In the Long run: The struggle is real

Michael Long, Sports Editor

Someone’s room can tell a lot about them. A quick glance around my room would show you the two halves of me. On one side, I have literally years worth of basketball shoes piled up, some dirty track spikes, a ton of dirty athletic clothes, my bag for weight lifting, my bag for school basketball and my bag for recreational basketball. The other side of my room is filled with notebooks, folders, schoolbooks, my school bag and my tangled chromebook charger.

All together, there is probably three square feet of my floor that is visible. This hectic mess is what I like to call the life of a student athlete.

A lot of people overlook the struggles of being a student athlete. They think playing a sport for school just takes a small amount of skill and that’s all.

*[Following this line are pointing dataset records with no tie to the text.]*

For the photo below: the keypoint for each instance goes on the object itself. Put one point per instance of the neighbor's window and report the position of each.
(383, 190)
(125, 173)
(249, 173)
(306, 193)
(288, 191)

They don’t know about the insane amount of time that goes into playing a sport and the impact that it has.

Let me put it in perspective for those who think high school sports are not that time-consuming. Basketball season officially started on Nov. 10 and sectionals start on Feb. 27.

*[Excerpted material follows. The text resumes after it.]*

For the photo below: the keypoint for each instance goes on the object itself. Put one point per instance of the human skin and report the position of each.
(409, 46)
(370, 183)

That’s roughly four months of basketball with practice or a game every day a week except for Sundays. Even during winter break, we still practiced almost that entire second week. That’s well over 80 hours of practice plus the 20 regular season games.

That’s just the half of it all. School adds a whole other wrinkle to this balancing act. We all know what it’s like to feel buried in school assignments, so to throw that on top of everyday practice is tough. Plus, if anyone reading this is like me and decided to take a couple AP classes, then you know the workload in those can understand how it’s challenging to get through it all.

This overloaded schedule definitely takes an impact on how I perform in both classes and athletics. Waking up at 6:30 every morning, going to weights class first or second period, practicing for at least an hour after school and then doing homework until midnight every day physically beats me to a pulp.

I’m tired nearly every second of every day. Just ask my fourth period teachers (that’s usually my nap period). This fatigue causes me to miss assignments, and, as of lately, perform poorly in games.

These struggles should not go overlooked. Based on personal experience, balancing classes and sports  can lead to an imbalance in the health triangle: physical, mental and emotional health, and the NCAA states that the stressful life of student athletes can lead to anxiety and depression.

However, I know that in the long run this stress will make me and other student athletes stronger, as it prepares us for the tough road ahead called life. But right now, some slight assistance would be just dandy. We are just young kids expected to excel in athletics and in the classroom but aren’t given any extra help to ease the pressure and high demands of teachers and coaches.

The pressures of being a student athlete also makes it nearly impossible to do other things like have a job, be in a relationship or do any other extracurriculars.

You may read this and think, “Why do you still play sports if it’s so stressful?” and honestly, that’s a darn good question. The answer is because the message of “Don’t quit,” or, “Never give up,” have been imprinted on my brain over the years of playing sports. It’s been imprinted into all student athletes’ brains, and it’s the driving force as to what gets me through the struggles of being a student athlete.